Effective Learning Organization

Peter Senge made clear in his seminal book The Fifth Discipline that, in the long run, the only sustainable competitive advantage an organization has is its ability to learn faster than its competition. Here are some key benefits of a learning organization:

-Maintaining levels of innovation and remaining competitive

-Being better placed to respond to external pressures

-Having the knowledge to better link resources to customer needs

-Improving quality of outputs at all levels

-Becoming more people-oriented

-Increasing the pace of change within the organization

 

Changing the Learning Curve with a Spirit of Excellence Series

Key competency: Excellence in Building an Effective Learning Organization

 

Seminar 1: Effective Learning Organization:

An Overview

Seminar 2: Effective Learning Organization:

10 Transformational Steps

Seminar 3: Imagining the Future:

Practice of Practical Innovation

 

Seminar 1: Effective Learning Organization:

An Overview

The emergence of the idea of the “learning organization” is wrapped up with notions such as “the learning society.” Perhaps the defining contribution here was made by Donald Schon, who provided a theoretical framework linking the experience of living in a situation of increasing change with the need for learning.

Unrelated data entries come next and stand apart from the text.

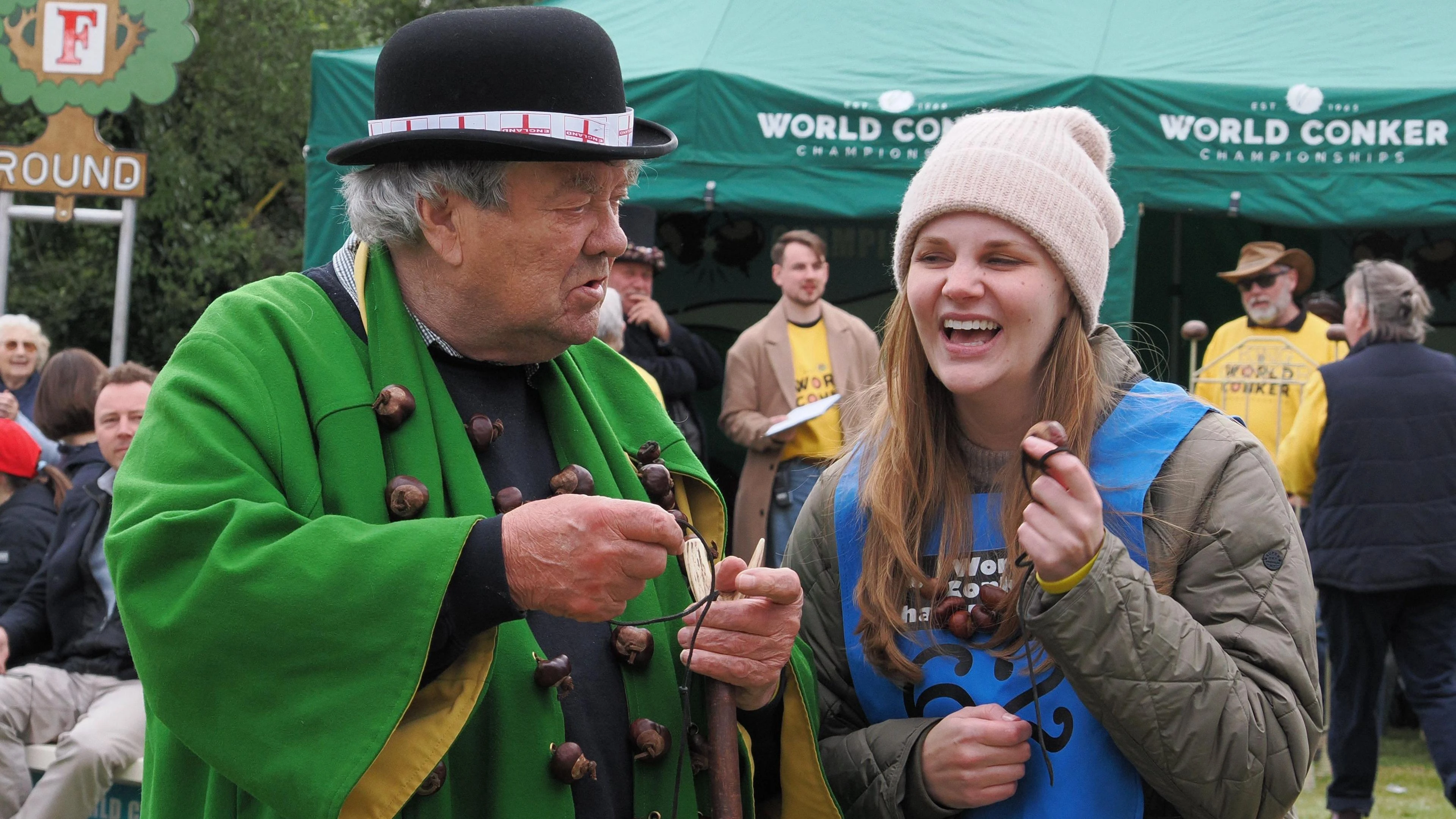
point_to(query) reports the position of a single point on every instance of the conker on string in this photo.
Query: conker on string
(943, 611)
(648, 452)
(482, 430)
(656, 480)
(570, 764)
(394, 407)
(405, 496)
(632, 645)
(651, 739)
(960, 624)
(573, 482)
(507, 499)
(554, 674)
(698, 750)
(993, 596)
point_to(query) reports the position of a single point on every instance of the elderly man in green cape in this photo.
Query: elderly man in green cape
(337, 599)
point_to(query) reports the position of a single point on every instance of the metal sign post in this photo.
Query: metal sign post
(126, 218)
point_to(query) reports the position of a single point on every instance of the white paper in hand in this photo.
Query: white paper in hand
(801, 414)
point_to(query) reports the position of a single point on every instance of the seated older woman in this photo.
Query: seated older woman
(24, 350)
(1107, 617)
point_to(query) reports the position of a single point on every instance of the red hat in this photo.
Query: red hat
(19, 454)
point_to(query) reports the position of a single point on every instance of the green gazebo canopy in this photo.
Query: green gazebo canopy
(1311, 114)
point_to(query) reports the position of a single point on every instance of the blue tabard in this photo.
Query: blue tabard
(1092, 777)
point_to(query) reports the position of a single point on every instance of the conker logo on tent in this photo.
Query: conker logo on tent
(864, 136)
(1343, 139)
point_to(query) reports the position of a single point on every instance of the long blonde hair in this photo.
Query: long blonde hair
(916, 479)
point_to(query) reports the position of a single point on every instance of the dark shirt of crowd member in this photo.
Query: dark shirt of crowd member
(30, 499)
(681, 361)
(64, 411)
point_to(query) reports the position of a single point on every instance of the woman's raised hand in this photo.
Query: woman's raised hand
(1062, 527)
(976, 757)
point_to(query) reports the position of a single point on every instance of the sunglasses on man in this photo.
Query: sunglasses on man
(1263, 280)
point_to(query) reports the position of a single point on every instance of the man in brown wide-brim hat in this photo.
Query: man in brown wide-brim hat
(1269, 278)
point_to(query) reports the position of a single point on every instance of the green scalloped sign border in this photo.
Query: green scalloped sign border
(149, 75)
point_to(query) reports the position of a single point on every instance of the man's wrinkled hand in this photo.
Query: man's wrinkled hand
(747, 642)
(584, 557)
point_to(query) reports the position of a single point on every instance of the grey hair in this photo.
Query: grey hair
(1395, 301)
(610, 321)
(381, 200)
(21, 321)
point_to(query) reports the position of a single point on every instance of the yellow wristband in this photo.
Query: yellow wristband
(1066, 584)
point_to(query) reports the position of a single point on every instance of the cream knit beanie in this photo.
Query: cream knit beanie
(1045, 171)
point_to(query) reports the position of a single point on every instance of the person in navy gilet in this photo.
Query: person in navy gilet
(1374, 449)
(1113, 618)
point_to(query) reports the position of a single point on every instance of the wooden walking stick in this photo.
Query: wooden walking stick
(723, 722)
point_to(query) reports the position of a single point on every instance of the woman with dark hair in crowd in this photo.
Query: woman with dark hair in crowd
(31, 494)
(64, 411)
(1107, 617)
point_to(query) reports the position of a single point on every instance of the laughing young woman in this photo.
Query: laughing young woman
(1152, 570)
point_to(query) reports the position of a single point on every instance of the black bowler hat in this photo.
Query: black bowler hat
(522, 83)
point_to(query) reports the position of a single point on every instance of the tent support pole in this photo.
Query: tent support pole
(1175, 302)
(6, 200)
(123, 305)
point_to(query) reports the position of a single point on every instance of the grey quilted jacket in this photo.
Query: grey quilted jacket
(1209, 691)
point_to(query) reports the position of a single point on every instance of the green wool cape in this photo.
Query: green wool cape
(280, 620)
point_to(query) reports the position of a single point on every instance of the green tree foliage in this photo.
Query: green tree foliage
(229, 138)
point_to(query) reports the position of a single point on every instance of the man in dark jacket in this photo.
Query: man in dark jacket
(27, 511)
(82, 691)
(1375, 451)
(679, 361)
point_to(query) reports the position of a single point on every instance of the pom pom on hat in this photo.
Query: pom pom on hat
(1045, 171)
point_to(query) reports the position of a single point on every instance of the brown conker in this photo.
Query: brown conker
(394, 407)
(507, 499)
(435, 780)
(482, 430)
(960, 624)
(943, 611)
(554, 674)
(570, 764)
(405, 496)
(573, 482)
(632, 645)
(656, 480)
(651, 739)
(650, 452)
(698, 750)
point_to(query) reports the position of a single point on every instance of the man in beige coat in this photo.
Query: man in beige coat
(803, 352)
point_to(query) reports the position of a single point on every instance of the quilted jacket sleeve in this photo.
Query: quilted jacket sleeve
(1212, 690)
(874, 770)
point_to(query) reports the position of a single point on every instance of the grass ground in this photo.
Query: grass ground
(1404, 764)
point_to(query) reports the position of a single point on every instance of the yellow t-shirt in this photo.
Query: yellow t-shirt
(813, 380)
(1263, 381)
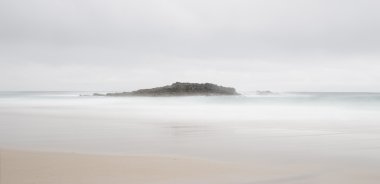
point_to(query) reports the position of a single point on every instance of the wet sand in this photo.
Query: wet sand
(27, 167)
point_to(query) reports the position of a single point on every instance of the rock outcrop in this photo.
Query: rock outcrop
(180, 89)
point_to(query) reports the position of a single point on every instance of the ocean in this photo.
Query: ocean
(340, 128)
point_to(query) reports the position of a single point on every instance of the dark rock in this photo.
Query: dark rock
(180, 89)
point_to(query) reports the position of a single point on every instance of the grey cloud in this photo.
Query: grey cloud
(241, 42)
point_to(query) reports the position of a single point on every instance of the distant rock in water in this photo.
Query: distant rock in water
(267, 92)
(180, 89)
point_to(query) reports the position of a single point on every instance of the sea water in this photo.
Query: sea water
(283, 127)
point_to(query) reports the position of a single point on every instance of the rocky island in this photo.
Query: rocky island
(179, 89)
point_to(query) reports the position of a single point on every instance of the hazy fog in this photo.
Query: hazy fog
(292, 45)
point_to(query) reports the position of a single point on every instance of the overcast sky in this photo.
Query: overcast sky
(279, 45)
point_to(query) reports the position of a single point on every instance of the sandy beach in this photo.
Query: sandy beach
(27, 167)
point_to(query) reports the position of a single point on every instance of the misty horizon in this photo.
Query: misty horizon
(294, 45)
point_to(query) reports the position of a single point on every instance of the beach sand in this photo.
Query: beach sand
(27, 167)
(31, 167)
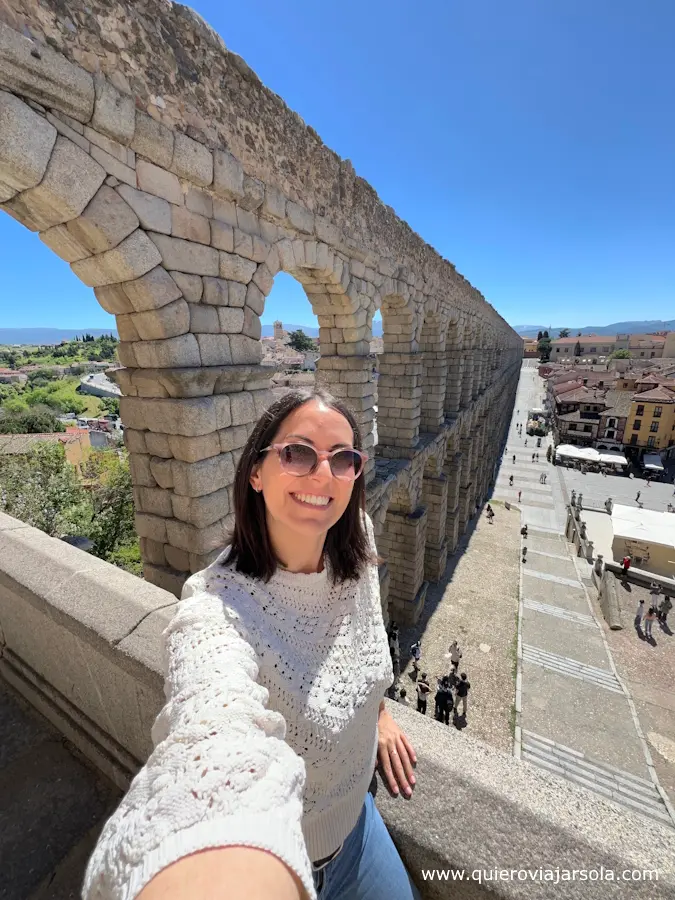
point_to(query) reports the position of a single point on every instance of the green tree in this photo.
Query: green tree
(300, 341)
(20, 419)
(112, 524)
(42, 489)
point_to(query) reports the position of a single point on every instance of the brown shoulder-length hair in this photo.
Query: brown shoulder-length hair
(347, 548)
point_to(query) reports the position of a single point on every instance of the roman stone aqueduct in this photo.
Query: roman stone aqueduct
(154, 162)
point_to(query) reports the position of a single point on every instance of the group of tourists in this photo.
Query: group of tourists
(452, 690)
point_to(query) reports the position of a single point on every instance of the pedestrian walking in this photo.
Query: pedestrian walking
(423, 691)
(639, 613)
(463, 688)
(649, 621)
(444, 701)
(416, 652)
(455, 654)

It was in this context that, in 1990, Peter Seng began to explore “the art and practice of the learning organization.” According to Senge, a learning organization exhibits five main characteristics: systems thinking, personal mastery, mental models, a shared vision, and team learning. This session will give a general overview of each of the characteristics in an interactive and memorable way.

 

Seminar 2: Effective Learning Organization:

10 Trasformational Steps

While there are many academic books about brain-compatible learning, systems thinking, communication, organizational and cultural change, and multiple intelligences, this seminar has integrated them practically. “Learning Organization in 10 Steps” offers a clear, practical guide to mastering and directing the critical learning process for organizational growth and transformation. Senge's The Fifth Discipline provided the theory. This workshop provides the multipurpose guide and tools to turn every institution into a vital contributor for all of its stakeholders.

 

Seminar 3: Imagining the Future:

Practice of Practical Innovation

Innovation is a learned, process-based skill. Genuine innovation is a continuous process of mindset formation. Many training programs reduce innovation to a convenient set of rules and regulations to follow. Often this results in people going through the motions without true understanding. This does not produce excellence in long-term effectiveness. Training for innovation must combine putting both theoretical and learned skills into practice.

Imagining the Future:

Practice of Practical Innovation

is designed based on research conducted by Jeffrey H. Dyer, Hal B. Gregersen, and Clayton M. Christensen from the Harvard Business School. Based on their research, the process of innovation has 5 specific components:

-Networking: gain radically different perspectives from individuals with diverse backgrounds

-Experimenting: try on new experiences & explore the world

-Observing: detect small details that suggest new ways of doing things

-Questioning: break the status quo & consider new possibilities

-Associating: enable innovators to successfully connect seemingly unrelated things

The program is designed to facilitate the process of innovation leadership mindset. Instead of simply telling learners what innovation is, which is ineffective for development, this is a program specifically crafted to enable participants to develop their own sense of the innovative process and its everyday application.